Reading habits from the very childhood builds the person a child grows up to be.
Having been a restless child, I have become friend of books very late. Having an additional impatient sibling could have been another reason that book and me did not have a good timing to build relationship.
I remember our Living room to a typical modern Bengali household decorated for exhibition with series of Rabindranath Tagore and Sarat Chandra Chatterjee. The exhibit also consisted of Dostoevsky, Wordsworth, Chekhov and so many others whom I never related to. I loved the smell of the new books when they came to be a part of our household, I flipped through the pages hunting for some pictures and I nicely put them back according to the number in the series. The only book that attracted my attention was a Sukumar Roy's literary nonsense called HaJaBaRaLa. The hilarious poems and the striking pictorials kept me hooked to the book. Then came Alice in Wonderland as a gift from Dad and Mom. A transition of linguistic literary nonsense masterpieces by Lewis Carroll.
I always had a lot of people surrounding me, never was shy as a child and as I grew up, my knowledge and literature took a turn through elocution and debates. Again the ardent need to
participate and talk and exhibit my view point in a topic never imbibed the necessity of sitting down and reading books never found any growing hunger towards reading.
It was only during the days when I started traveling alone for my higher studies and Grad School that I became more confined to myself. traveling 16 hours during the weekends to and fro college to home left me with no other company than the Wheeler's Paperbacks in the railways stations.
I started reading.....first one at a time during traveling and then between studies during weekdays. My fleeing home during weekends on a regular basis cut me off from the hostel conversations and canny discussions of the girls, hence more books.
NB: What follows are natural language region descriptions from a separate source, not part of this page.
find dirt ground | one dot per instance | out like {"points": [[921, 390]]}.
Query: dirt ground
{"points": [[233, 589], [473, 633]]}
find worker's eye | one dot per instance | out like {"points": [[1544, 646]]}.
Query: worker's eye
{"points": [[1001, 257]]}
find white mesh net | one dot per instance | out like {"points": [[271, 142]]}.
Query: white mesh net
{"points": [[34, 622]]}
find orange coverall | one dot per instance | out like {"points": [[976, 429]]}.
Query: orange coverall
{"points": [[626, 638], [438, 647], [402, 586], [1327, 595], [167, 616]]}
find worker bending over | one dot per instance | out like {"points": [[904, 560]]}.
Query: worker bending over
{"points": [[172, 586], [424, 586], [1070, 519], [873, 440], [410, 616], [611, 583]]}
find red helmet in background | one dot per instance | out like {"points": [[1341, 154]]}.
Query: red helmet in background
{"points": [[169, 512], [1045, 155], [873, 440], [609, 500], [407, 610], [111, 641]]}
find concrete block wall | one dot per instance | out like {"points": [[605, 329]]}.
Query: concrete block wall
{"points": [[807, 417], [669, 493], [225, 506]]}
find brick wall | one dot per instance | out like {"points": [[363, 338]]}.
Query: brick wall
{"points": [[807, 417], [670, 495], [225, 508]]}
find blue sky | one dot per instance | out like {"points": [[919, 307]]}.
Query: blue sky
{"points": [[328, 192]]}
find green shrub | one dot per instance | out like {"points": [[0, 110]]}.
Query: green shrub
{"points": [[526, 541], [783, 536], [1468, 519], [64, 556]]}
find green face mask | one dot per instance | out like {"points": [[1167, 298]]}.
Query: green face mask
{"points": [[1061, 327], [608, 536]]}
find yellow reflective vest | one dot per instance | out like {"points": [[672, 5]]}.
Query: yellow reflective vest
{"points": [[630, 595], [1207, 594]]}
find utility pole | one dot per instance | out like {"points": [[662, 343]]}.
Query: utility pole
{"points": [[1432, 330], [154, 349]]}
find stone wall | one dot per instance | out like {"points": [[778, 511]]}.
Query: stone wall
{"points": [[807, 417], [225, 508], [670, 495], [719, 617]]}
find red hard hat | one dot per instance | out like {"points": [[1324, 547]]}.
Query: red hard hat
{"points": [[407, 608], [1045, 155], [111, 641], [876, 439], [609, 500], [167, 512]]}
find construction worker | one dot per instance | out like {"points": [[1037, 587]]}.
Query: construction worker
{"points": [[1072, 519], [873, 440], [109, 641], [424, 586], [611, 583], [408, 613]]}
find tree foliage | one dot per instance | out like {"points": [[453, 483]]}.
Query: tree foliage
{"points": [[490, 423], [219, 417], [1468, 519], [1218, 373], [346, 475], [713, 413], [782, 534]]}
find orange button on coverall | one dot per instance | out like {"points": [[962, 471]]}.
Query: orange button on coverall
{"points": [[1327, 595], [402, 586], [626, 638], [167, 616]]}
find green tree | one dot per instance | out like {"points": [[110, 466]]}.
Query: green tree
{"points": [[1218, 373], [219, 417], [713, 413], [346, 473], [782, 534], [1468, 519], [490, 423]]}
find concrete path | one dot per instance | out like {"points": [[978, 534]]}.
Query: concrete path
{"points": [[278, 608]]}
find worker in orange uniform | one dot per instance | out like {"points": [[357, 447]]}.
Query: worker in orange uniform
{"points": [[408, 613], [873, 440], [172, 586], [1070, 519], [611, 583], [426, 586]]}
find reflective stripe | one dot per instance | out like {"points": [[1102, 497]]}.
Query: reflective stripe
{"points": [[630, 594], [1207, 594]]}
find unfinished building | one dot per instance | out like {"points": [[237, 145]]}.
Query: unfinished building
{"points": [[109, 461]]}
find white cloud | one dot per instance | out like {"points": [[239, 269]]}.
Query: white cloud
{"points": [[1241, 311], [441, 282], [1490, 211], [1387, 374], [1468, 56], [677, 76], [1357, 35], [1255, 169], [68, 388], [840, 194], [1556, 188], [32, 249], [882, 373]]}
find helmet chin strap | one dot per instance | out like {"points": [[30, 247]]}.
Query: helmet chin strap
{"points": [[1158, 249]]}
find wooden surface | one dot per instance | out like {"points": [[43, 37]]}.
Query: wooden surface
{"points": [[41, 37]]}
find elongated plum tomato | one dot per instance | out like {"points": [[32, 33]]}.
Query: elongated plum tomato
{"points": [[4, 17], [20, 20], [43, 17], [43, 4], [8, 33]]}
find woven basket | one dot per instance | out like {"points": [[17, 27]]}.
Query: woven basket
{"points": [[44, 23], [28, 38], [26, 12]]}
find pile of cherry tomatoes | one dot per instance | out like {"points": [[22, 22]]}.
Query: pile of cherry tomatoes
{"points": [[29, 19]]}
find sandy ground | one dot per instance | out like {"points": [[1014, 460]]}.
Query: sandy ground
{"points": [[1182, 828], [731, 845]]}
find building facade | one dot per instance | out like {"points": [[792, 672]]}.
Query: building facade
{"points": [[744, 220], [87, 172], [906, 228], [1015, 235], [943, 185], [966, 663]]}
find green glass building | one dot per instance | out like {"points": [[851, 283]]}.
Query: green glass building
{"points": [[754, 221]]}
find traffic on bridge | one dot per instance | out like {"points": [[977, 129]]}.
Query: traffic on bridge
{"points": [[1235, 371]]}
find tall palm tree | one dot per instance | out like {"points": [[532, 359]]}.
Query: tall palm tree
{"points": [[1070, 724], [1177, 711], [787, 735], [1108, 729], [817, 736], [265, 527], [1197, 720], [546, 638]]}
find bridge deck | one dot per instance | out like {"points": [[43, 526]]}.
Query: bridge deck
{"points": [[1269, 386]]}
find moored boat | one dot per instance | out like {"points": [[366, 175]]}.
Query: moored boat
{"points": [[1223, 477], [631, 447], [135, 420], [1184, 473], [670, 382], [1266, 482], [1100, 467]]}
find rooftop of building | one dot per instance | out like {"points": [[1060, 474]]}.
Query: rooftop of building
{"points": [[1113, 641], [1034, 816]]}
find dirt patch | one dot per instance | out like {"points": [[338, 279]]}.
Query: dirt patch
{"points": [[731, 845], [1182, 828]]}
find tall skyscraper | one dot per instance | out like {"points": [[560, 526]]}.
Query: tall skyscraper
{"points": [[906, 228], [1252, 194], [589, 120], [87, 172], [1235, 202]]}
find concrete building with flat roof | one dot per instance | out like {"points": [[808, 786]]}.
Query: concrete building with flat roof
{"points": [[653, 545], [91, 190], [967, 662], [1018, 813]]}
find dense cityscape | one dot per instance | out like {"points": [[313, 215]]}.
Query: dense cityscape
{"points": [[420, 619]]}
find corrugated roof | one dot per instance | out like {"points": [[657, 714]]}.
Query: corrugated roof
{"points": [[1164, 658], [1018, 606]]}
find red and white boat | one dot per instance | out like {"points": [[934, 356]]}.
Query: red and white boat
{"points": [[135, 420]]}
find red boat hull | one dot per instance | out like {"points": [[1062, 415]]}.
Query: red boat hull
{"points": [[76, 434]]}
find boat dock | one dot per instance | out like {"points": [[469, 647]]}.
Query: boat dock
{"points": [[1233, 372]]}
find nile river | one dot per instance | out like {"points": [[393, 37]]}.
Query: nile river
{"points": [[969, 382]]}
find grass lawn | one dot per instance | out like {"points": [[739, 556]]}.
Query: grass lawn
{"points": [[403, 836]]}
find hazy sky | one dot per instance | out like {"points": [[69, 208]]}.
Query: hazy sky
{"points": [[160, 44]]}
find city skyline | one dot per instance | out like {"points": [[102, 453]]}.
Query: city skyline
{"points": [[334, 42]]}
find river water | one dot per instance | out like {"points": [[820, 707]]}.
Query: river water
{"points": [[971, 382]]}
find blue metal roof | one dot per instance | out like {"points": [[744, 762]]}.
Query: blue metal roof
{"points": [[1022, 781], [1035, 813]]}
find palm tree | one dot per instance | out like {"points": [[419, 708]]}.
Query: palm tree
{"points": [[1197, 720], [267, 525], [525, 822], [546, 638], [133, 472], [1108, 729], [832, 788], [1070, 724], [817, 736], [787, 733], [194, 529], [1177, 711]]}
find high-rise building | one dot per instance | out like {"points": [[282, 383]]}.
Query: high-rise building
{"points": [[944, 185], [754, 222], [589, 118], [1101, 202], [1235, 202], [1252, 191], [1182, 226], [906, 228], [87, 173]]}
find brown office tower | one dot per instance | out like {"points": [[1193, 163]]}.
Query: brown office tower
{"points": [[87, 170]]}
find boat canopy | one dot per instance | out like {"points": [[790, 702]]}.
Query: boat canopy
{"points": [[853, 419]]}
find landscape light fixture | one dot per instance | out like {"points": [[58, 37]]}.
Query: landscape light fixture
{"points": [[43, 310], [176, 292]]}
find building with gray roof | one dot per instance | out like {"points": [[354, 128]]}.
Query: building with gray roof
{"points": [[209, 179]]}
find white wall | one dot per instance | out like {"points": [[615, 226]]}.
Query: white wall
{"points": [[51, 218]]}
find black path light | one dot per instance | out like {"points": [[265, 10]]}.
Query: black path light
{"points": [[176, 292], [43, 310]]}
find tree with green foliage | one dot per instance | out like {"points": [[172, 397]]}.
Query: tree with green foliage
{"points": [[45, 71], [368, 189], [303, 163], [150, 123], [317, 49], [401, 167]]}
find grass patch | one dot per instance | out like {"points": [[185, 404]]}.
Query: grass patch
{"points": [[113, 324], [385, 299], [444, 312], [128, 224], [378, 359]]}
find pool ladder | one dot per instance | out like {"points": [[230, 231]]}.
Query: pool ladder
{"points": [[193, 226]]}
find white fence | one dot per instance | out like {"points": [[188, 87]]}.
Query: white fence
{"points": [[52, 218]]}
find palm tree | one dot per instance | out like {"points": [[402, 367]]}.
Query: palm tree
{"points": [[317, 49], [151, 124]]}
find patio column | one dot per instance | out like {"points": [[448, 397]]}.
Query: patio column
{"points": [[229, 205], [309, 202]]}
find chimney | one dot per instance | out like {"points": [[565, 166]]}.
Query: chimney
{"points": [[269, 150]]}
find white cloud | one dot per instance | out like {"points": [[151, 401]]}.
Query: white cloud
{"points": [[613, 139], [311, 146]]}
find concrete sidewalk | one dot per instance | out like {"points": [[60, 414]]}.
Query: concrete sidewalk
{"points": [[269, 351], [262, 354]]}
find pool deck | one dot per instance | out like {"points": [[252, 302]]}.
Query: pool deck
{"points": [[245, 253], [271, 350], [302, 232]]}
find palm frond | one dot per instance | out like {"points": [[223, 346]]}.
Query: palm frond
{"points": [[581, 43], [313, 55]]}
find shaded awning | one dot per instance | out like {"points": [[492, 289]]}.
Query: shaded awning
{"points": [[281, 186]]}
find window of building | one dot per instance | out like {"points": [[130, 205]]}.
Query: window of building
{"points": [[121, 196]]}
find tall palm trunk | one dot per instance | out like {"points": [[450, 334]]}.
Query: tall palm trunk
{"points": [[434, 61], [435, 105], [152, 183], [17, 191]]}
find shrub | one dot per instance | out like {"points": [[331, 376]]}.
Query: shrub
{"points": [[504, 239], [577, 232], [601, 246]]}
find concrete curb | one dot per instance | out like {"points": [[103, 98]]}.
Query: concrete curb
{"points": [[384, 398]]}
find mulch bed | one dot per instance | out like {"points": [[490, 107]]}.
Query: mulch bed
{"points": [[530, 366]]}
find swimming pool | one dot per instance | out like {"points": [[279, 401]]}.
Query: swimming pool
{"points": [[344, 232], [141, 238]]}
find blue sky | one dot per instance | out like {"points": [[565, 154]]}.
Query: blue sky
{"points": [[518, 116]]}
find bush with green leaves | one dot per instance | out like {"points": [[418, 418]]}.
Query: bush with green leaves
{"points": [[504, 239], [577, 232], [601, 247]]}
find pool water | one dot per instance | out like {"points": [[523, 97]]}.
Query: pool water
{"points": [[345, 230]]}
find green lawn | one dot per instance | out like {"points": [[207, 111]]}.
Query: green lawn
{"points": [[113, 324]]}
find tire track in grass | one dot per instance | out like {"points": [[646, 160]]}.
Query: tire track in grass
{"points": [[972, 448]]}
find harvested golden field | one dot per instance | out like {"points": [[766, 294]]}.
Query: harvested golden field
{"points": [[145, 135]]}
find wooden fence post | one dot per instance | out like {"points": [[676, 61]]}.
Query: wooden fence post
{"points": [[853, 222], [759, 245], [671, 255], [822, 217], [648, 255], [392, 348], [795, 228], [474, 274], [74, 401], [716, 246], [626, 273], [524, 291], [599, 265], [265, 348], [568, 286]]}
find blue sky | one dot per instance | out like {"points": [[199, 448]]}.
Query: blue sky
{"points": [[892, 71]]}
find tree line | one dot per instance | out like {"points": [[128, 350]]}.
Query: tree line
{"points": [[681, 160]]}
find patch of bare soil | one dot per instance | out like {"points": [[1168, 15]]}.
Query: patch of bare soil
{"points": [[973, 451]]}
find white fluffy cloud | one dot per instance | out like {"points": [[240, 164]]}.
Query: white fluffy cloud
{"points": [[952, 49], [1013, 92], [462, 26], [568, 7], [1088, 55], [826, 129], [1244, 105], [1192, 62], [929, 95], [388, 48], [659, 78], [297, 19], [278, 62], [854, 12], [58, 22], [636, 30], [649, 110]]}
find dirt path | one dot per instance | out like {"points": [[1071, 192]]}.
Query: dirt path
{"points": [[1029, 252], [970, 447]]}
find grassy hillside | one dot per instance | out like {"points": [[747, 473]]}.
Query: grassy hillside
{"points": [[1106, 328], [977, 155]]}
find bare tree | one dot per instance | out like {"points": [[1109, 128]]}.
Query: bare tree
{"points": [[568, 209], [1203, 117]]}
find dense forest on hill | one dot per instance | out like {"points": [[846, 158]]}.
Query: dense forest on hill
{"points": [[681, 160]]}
Book reading became my favorite pastime and I started reading Paperbacks, novels and then started pulling books that I had grown up with from the living room exhibits. My college days got over and I never felt sad to leave my room mates or my college mates,I became a professional and still broke the ice with lonely as I had my books with me. I broke handsome conversations
and won debates and cracked communication barrier with the help of the acquired knowledge from the books.
I have literally never been alone, never been lonely, never been hurt because my closest companion never left me. I too have learned one thing from this....You'll Never Have to Look for friends as quoted by Jhumpa Lahiri in REFLECTIONS, Notes from an apprenticeship, The New Yorker's !!